●産経ニュース配信記事「産経ニュース」は13日、《「虚偽の捜査報告書作成」 検事への告発状提出 陸山会事件で市民団体》という見出しで次の記事を配信した。
資金管理団体「陸山会」の土地購入をめぐる事件で、民主党元代表、小沢一郎被告(69)の元秘書を再聴取した際に虚偽の捜査報告書を作成したとして、東京都内の市民団体は12日、虚偽有印公文書作成・同行使罪で、聴取を担当した田代政弘検事(44)に対する告発状を最高検に提出した。
田代検事は元秘書の石川知裕衆院議員(38)=1審有罪、控訴中=の再聴取を担当。昨年12月の小沢氏の公判で、再聴取した際に作成した捜査報告書に、実際になかったやり取りが記載されていることを認め、「記憶が混同した」と説明。市民団体側は「記憶の混同はあり得ない」としている。
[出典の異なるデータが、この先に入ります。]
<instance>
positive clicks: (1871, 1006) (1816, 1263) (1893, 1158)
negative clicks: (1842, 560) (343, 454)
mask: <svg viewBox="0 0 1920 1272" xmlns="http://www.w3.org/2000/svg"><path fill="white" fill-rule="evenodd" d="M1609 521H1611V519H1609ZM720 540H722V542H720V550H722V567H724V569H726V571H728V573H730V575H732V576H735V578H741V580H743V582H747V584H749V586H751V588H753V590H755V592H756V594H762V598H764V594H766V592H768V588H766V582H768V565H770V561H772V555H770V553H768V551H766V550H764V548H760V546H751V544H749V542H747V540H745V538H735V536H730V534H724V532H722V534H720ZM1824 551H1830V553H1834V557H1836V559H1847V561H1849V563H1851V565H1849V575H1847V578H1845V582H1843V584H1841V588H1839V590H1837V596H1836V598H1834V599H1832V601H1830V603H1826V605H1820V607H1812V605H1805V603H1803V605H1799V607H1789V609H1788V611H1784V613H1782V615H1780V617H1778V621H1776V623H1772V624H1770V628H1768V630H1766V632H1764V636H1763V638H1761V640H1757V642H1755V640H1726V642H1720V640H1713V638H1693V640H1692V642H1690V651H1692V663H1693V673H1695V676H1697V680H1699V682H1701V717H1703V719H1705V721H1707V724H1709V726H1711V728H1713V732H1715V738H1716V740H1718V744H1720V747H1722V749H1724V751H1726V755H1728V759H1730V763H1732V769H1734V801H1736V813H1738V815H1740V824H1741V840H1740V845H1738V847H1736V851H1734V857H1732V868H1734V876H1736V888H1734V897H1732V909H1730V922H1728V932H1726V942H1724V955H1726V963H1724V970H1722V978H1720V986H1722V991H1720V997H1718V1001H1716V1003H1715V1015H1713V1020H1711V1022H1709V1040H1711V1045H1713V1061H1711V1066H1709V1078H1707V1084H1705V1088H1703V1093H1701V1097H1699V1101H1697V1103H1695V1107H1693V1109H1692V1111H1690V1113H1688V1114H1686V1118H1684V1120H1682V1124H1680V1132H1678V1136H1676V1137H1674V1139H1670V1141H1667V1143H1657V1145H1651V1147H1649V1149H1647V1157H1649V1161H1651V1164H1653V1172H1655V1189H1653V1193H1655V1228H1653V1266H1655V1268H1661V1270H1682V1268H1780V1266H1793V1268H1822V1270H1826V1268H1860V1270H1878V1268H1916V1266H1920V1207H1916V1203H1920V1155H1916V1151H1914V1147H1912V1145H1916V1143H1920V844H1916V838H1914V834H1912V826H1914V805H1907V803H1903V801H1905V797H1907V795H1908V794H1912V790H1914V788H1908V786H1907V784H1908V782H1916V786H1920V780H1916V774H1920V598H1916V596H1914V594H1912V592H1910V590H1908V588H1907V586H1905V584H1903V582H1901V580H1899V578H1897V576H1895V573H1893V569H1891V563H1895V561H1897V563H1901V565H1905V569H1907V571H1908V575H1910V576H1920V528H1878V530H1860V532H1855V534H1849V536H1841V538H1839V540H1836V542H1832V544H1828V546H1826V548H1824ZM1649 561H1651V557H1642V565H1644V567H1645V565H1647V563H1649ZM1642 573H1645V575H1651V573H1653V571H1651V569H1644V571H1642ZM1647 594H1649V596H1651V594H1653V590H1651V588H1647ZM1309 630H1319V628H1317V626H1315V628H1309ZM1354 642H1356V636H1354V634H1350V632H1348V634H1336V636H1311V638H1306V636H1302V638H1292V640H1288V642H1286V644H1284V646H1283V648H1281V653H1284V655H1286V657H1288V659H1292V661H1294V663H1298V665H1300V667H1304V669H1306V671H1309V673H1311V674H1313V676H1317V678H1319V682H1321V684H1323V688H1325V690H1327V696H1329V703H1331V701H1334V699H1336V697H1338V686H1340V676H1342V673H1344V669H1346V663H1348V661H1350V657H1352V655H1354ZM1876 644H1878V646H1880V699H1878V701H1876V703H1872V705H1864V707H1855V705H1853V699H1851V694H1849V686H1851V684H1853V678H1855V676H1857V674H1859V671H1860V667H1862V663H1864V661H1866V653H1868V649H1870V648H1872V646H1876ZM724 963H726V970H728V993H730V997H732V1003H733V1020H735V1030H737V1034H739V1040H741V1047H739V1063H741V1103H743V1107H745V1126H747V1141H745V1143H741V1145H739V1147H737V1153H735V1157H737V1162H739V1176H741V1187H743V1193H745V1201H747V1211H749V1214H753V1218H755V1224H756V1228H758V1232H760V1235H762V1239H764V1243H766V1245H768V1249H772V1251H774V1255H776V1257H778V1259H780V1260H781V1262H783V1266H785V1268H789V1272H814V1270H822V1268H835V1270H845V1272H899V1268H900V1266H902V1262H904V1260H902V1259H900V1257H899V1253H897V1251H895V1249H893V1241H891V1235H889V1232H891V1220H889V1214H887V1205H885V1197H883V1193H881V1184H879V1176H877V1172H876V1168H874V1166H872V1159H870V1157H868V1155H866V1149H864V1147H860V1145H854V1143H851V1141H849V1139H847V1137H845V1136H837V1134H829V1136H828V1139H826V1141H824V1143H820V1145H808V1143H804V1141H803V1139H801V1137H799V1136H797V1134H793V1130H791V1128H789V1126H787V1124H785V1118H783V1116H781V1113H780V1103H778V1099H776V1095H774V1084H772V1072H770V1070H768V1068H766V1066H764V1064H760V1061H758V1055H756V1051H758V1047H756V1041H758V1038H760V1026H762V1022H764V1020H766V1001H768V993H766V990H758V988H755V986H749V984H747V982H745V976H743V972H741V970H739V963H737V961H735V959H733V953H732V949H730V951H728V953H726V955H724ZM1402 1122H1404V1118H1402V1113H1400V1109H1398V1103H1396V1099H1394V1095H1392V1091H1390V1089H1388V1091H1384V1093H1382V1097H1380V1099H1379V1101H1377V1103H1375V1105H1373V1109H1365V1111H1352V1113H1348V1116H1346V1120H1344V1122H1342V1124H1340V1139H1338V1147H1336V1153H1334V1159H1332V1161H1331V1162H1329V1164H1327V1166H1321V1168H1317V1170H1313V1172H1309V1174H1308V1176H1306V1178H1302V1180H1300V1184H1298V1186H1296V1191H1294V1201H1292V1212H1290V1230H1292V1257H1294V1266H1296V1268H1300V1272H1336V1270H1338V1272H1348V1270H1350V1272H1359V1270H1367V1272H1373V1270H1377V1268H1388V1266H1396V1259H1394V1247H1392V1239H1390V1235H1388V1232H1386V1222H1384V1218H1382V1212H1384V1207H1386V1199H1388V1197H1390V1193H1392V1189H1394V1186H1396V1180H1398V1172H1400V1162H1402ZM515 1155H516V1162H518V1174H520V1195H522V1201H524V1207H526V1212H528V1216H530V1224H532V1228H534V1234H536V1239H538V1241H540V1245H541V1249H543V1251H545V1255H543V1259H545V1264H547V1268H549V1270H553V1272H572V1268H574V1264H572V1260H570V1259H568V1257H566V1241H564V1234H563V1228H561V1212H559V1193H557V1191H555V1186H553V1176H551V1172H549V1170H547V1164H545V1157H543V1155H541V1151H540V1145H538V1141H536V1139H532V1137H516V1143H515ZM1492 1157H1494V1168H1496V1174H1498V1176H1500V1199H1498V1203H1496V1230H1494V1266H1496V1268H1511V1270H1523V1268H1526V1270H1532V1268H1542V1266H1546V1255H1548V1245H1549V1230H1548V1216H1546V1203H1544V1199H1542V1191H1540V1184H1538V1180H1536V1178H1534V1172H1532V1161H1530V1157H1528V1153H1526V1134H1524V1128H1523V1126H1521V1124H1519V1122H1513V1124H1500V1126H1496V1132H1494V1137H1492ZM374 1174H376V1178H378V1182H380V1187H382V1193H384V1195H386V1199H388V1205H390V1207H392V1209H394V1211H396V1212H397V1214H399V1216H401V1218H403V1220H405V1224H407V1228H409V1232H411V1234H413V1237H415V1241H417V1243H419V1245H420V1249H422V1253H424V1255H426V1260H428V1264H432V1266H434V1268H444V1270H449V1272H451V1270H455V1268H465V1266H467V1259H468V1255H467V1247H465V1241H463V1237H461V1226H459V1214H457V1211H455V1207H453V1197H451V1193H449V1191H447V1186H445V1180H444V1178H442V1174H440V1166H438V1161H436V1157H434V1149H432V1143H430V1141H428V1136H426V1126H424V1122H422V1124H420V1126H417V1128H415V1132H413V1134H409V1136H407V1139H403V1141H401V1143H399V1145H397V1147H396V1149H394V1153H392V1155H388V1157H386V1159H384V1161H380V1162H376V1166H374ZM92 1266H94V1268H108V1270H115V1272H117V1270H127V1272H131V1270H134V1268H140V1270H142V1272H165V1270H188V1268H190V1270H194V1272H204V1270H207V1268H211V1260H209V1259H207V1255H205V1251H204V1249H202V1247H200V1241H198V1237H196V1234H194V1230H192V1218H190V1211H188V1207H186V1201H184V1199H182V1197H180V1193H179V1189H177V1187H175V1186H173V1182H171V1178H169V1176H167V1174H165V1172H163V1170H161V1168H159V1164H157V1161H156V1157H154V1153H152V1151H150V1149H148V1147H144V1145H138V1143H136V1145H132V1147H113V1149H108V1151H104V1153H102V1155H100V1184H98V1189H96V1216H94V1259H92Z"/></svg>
●鷲見一雄の視点 田代検事は公益の代表としてやってはならないことをやったことは間違いない。しかし、田代作成の捜査報告書が何で検察審査会に提出されたのか。東京地検は十分な検証を経て出したものかどうか疑問符をつける。相手は小沢氏、政治権力の全てを駆使し、最強の弁護団を編成して潰しにかかってくることは予測可能だったはすだ。
私は東京地検は「十分な捜査をしたうえで不起訴処分にした資料」として提出したと捉える。検察審査会に2度目の議決に誘導しようとしたのでないことは確かだと思う。だが、政治権力と無関係な国民の感性とは乖離した、公益の代表に相応しい判断とは評価ではない。不起訴の当不当をチェックされる立場であることを軽視した、思い上がりの思考と評さざるを得ない。
ともあれ、告発が出た以上、最高検は「はっきりさせるべきははっきりさせなければならない」。最高検の姿勢は裁判所の証拠採否決定に重要な影響を与えるであろう。